The Sumerians did not recognize interpretation. They saw no need for rules of reason. No evidence remains in their writings of their respecting doubt or their seeing any benefit from suspended judgment. They worked their stories about their gods into axioms. Sometime around 2500 BCE, Enlil became the greatest of the gods and the god who punished people and watched over their safety and well-being. Like the gods of other ancient peoples, Enlil was a god who dwelled somewhere. He was a god of place, and that place was the city was Nippur, a sacred city believed to have been inhabited at first only by divine beings.

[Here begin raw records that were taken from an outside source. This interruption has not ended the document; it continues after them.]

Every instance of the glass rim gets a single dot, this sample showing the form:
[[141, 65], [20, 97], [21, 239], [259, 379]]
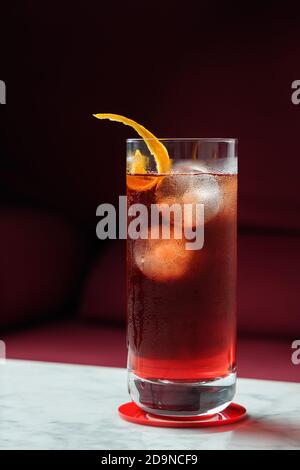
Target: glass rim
[[187, 139]]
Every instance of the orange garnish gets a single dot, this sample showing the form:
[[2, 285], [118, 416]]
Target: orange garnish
[[156, 148], [141, 182]]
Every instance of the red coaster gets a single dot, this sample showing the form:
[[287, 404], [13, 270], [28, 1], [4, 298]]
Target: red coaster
[[132, 413]]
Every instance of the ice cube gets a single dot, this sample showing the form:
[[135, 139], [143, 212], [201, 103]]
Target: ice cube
[[190, 189], [162, 260]]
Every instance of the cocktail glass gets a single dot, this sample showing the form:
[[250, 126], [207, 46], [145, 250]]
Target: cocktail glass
[[181, 324]]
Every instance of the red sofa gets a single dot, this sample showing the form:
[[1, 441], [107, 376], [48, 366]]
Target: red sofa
[[37, 326], [61, 290]]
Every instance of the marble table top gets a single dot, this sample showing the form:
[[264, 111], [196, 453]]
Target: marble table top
[[61, 406]]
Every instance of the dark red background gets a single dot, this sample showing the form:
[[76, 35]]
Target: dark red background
[[186, 69]]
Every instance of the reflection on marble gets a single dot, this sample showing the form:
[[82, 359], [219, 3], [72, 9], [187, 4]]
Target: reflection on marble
[[58, 406]]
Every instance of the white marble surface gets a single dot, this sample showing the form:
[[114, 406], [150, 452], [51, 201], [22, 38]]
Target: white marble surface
[[58, 406]]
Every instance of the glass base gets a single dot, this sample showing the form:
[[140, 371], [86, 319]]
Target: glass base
[[177, 398]]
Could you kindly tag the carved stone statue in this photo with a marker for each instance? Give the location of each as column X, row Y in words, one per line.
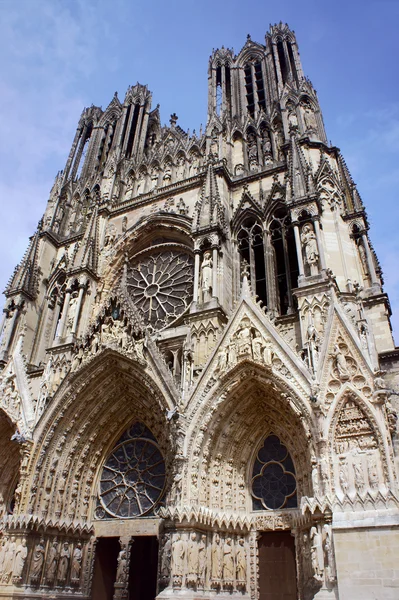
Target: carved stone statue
column 217, row 562
column 192, row 561
column 206, row 277
column 52, row 562
column 37, row 562
column 241, row 565
column 309, row 243
column 228, row 564
column 202, row 561
column 76, row 563
column 63, row 565
column 178, row 559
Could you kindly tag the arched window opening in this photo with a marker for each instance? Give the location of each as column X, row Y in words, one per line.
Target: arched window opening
column 219, row 93
column 132, row 132
column 251, row 248
column 286, row 260
column 283, row 64
column 133, row 476
column 273, row 484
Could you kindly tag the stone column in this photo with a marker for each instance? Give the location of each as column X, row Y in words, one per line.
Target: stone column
column 370, row 261
column 320, row 246
column 78, row 308
column 121, row 586
column 215, row 271
column 299, row 250
column 64, row 313
column 196, row 275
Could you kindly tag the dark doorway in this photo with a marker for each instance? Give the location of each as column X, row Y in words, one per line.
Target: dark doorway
column 277, row 573
column 143, row 568
column 107, row 550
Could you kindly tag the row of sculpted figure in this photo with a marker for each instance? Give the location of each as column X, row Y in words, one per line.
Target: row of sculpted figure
column 60, row 562
column 197, row 563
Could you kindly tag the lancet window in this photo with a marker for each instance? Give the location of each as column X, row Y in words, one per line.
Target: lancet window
column 133, row 476
column 273, row 477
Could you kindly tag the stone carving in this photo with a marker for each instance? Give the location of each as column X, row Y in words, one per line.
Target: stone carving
column 178, row 560
column 202, row 561
column 37, row 562
column 228, row 565
column 241, row 566
column 63, row 565
column 166, row 557
column 217, row 563
column 316, row 551
column 76, row 565
column 192, row 561
column 309, row 244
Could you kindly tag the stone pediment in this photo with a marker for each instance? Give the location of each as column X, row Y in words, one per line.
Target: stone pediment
column 250, row 336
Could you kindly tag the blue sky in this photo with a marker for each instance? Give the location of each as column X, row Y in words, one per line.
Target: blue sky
column 61, row 55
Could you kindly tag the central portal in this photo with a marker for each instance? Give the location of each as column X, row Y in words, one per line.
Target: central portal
column 277, row 572
column 142, row 572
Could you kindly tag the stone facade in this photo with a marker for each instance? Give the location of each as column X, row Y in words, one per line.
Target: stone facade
column 198, row 371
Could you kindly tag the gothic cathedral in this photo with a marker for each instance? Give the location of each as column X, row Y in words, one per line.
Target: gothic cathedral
column 198, row 371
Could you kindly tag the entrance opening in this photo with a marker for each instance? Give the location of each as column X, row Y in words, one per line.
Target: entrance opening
column 107, row 550
column 143, row 568
column 277, row 572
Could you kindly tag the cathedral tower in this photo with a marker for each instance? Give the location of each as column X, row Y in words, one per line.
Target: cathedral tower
column 197, row 394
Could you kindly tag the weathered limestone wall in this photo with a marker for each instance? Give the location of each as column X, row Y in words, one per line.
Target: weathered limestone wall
column 367, row 562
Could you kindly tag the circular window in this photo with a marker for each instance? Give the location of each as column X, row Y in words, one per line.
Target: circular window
column 161, row 286
column 133, row 476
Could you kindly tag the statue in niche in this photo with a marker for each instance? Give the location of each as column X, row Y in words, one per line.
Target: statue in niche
column 257, row 346
column 217, row 562
column 3, row 551
column 52, row 562
column 329, row 553
column 252, row 151
column 241, row 565
column 63, row 565
column 166, row 559
column 19, row 561
column 266, row 148
column 202, row 561
column 244, row 338
column 228, row 564
column 9, row 560
column 178, row 559
column 192, row 561
column 373, row 473
column 344, row 476
column 309, row 243
column 76, row 563
column 358, row 476
column 340, row 363
column 206, row 276
column 309, row 117
column 316, row 553
column 121, row 571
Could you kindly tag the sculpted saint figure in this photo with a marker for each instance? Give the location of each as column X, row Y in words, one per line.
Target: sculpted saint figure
column 241, row 564
column 228, row 563
column 202, row 561
column 217, row 562
column 206, row 277
column 37, row 561
column 76, row 562
column 178, row 556
column 63, row 565
column 192, row 560
column 20, row 557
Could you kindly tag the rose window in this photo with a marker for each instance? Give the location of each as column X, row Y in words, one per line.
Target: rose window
column 133, row 476
column 161, row 286
column 273, row 477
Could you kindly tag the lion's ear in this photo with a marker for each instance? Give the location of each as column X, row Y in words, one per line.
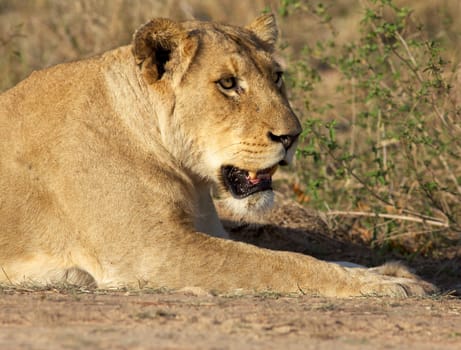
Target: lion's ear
column 265, row 28
column 154, row 44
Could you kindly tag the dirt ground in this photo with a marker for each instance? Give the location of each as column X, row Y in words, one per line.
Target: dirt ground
column 52, row 320
column 71, row 318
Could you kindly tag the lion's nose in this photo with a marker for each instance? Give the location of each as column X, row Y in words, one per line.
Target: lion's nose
column 285, row 140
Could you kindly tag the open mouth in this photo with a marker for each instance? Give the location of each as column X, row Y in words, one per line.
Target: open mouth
column 242, row 183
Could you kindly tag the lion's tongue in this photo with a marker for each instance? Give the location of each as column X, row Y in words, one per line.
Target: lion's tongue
column 253, row 178
column 256, row 178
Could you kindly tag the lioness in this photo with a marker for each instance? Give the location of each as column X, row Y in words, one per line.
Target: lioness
column 106, row 166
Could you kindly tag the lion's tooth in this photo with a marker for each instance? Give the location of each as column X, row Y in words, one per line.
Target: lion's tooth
column 273, row 170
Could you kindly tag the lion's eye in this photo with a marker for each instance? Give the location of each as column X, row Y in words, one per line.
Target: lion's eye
column 228, row 83
column 278, row 78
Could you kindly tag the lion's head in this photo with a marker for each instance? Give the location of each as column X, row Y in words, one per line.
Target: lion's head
column 226, row 116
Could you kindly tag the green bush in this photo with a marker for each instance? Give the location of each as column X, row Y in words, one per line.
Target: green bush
column 393, row 158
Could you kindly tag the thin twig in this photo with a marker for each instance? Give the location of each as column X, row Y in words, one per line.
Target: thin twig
column 433, row 221
column 6, row 275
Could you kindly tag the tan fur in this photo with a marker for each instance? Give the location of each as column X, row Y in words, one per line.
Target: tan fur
column 106, row 167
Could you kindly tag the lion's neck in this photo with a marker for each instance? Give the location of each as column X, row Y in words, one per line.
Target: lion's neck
column 206, row 218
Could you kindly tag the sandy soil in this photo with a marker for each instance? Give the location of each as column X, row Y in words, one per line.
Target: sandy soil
column 70, row 318
column 52, row 320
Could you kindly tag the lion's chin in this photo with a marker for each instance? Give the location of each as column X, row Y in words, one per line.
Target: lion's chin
column 252, row 206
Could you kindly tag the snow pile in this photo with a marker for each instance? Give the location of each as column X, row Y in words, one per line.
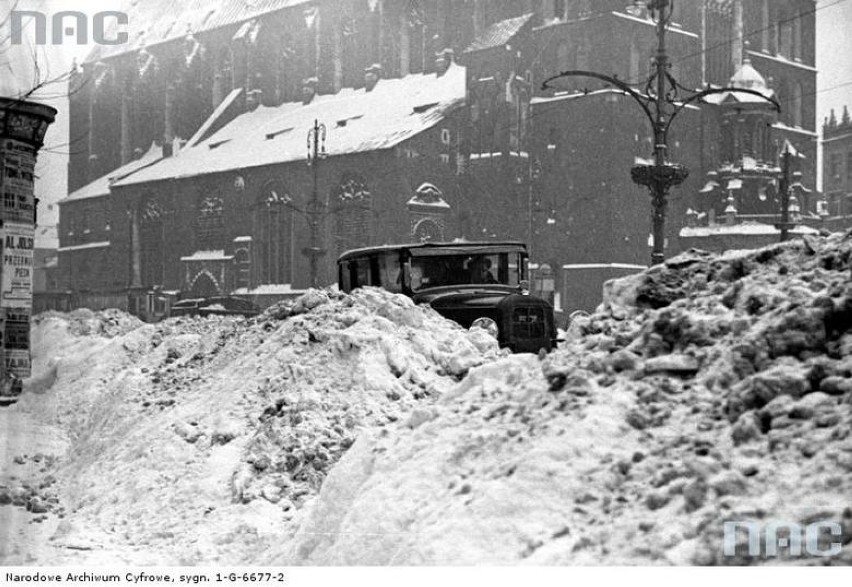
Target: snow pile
column 709, row 389
column 202, row 439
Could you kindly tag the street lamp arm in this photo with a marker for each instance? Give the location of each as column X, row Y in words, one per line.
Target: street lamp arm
column 710, row 91
column 623, row 86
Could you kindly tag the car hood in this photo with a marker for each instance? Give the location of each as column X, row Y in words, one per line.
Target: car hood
column 470, row 296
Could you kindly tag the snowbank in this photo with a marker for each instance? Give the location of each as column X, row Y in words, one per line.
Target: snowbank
column 201, row 440
column 709, row 389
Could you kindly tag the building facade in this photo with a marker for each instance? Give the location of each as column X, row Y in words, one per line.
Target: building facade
column 837, row 168
column 482, row 152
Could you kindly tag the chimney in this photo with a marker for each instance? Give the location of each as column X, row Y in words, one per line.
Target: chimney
column 371, row 76
column 443, row 61
column 309, row 90
column 94, row 167
column 253, row 100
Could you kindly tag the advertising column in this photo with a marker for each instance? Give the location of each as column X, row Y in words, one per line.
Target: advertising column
column 22, row 129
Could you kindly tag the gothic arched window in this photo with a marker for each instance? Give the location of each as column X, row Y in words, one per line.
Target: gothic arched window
column 152, row 237
column 209, row 224
column 796, row 105
column 354, row 203
column 274, row 235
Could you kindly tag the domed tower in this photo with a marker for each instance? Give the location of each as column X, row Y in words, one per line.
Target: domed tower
column 746, row 181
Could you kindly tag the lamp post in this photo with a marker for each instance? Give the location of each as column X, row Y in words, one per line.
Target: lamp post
column 784, row 193
column 661, row 101
column 316, row 151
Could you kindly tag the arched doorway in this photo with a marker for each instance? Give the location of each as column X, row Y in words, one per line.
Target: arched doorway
column 204, row 286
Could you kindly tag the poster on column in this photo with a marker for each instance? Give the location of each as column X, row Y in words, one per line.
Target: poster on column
column 17, row 166
column 16, row 273
column 16, row 341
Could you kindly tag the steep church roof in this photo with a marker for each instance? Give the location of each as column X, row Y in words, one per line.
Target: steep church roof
column 499, row 33
column 357, row 121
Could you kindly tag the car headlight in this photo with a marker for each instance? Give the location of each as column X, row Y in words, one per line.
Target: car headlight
column 486, row 324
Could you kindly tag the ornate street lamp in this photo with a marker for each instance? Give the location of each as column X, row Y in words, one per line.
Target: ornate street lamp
column 661, row 102
column 315, row 211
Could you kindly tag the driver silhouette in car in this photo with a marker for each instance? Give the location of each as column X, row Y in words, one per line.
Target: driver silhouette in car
column 480, row 271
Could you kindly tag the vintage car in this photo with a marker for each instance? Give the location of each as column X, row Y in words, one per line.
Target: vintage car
column 481, row 283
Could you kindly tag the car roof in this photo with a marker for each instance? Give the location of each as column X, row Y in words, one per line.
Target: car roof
column 461, row 247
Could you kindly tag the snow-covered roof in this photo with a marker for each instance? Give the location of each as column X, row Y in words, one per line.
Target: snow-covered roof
column 100, row 187
column 356, row 121
column 499, row 33
column 745, row 78
column 153, row 22
column 745, row 228
column 85, row 247
column 271, row 289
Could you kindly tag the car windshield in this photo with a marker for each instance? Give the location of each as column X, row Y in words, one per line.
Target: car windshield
column 448, row 270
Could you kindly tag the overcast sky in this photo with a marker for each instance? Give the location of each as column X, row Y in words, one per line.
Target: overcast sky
column 834, row 56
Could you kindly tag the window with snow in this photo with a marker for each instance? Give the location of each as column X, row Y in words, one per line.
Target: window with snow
column 209, row 223
column 274, row 235
column 152, row 241
column 354, row 208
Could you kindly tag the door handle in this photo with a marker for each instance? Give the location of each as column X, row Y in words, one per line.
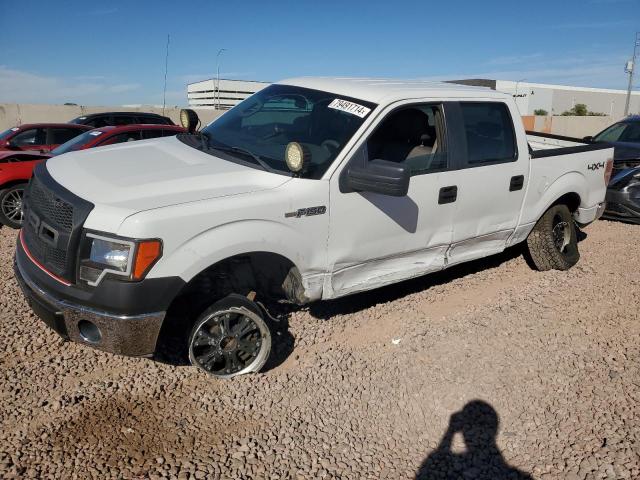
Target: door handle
column 517, row 182
column 448, row 194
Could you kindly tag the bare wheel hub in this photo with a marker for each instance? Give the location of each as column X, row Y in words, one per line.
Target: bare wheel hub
column 230, row 342
column 561, row 232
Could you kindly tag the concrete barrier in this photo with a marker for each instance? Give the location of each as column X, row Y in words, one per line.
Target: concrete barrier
column 13, row 114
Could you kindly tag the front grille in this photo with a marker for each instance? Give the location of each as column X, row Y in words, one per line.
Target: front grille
column 53, row 220
column 52, row 208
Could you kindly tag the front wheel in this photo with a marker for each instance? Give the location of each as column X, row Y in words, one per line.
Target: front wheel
column 230, row 338
column 553, row 242
column 11, row 206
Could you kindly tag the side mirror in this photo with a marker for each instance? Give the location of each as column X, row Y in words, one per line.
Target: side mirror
column 380, row 176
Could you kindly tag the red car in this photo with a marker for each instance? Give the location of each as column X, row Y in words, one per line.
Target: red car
column 39, row 136
column 16, row 167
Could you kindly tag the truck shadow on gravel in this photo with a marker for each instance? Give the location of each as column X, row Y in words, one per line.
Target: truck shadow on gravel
column 477, row 423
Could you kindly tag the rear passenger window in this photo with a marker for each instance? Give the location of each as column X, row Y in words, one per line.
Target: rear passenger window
column 413, row 136
column 489, row 133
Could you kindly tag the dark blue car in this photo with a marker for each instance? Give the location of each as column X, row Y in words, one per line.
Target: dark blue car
column 623, row 193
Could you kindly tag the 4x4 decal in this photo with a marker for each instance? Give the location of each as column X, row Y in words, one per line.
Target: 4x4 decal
column 596, row 166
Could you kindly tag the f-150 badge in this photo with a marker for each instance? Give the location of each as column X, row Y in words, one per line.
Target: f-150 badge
column 306, row 212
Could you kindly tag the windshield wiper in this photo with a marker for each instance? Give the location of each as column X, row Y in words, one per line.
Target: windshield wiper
column 224, row 148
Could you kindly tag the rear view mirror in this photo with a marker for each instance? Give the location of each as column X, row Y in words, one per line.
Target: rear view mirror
column 380, row 176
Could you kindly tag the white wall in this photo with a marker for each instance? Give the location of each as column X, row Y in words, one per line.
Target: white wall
column 556, row 99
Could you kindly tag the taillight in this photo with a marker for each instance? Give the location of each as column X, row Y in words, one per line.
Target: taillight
column 607, row 171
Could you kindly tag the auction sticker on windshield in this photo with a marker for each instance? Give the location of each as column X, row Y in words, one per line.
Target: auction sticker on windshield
column 350, row 107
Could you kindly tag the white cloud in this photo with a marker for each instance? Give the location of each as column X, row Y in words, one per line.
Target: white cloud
column 17, row 86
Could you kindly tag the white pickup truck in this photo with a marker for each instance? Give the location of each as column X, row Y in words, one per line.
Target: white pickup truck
column 311, row 189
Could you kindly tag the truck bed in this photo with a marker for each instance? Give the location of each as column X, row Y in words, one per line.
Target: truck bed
column 549, row 145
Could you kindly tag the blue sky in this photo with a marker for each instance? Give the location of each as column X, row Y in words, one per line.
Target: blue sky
column 113, row 52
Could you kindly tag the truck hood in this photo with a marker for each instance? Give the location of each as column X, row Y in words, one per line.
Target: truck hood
column 150, row 174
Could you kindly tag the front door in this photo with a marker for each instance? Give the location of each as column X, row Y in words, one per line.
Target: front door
column 376, row 239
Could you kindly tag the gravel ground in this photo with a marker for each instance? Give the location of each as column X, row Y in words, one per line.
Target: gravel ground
column 489, row 370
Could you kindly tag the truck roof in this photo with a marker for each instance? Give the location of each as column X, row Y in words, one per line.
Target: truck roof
column 385, row 90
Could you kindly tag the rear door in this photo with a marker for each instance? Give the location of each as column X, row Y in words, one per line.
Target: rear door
column 490, row 177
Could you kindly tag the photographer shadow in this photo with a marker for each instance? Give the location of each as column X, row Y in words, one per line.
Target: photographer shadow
column 478, row 423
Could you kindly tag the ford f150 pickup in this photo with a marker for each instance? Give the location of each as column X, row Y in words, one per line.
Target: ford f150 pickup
column 310, row 189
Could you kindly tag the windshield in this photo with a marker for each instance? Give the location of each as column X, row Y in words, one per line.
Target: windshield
column 620, row 132
column 260, row 128
column 76, row 143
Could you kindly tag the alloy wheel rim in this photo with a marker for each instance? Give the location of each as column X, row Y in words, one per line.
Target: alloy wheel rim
column 12, row 206
column 230, row 342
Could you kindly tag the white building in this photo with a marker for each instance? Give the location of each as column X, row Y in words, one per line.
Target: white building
column 222, row 94
column 556, row 99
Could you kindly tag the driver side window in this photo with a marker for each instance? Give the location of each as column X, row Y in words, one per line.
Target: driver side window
column 412, row 135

By around 2500 BCE, the Sumerians had become individualistic enough to believe in personal gods -- gods with whom individuals had a covenant. Individuals no longer prayed just for the community. Sumerian society was dominated by males, and the male head of every family had his personal god. Men hoped that their god would intercede for them in the assembly of gods and provide them with a long life and good health. In exchange, they glorified their god with prayers, supplications and sacrifices while continuing to worship the other gods in the Sumerian pantheon of gods.

Believing that the gods had given them all they had, the Sumerians saw the intentions of their gods as good. Believing that their gods had great powers and controlled their world, they needed an explanation for their hardships and misfortunes. They concluded that their hardships and misfortunes were the result of human deeds that displeased the gods -- in a word, sin. They believed that when someone displeased their gods, these gods let demons punish the offender with sickness, disease or environmental disasters.

The Sumerians experienced infrequent rains that sometimes created disastrous floods, and they believed that these floods were punishments created by a demon god that lived in the depths of the Gulf of Persia. And to explain the misfortunes and suffering of infants, the Sumerians believed that sin was inborn, that never was a child born without sin. Therefore, wrote a Sumerian, when one suffered it was best not to curse the gods but to glorify them, to appeal to them, and to wait patiently for their deliverance.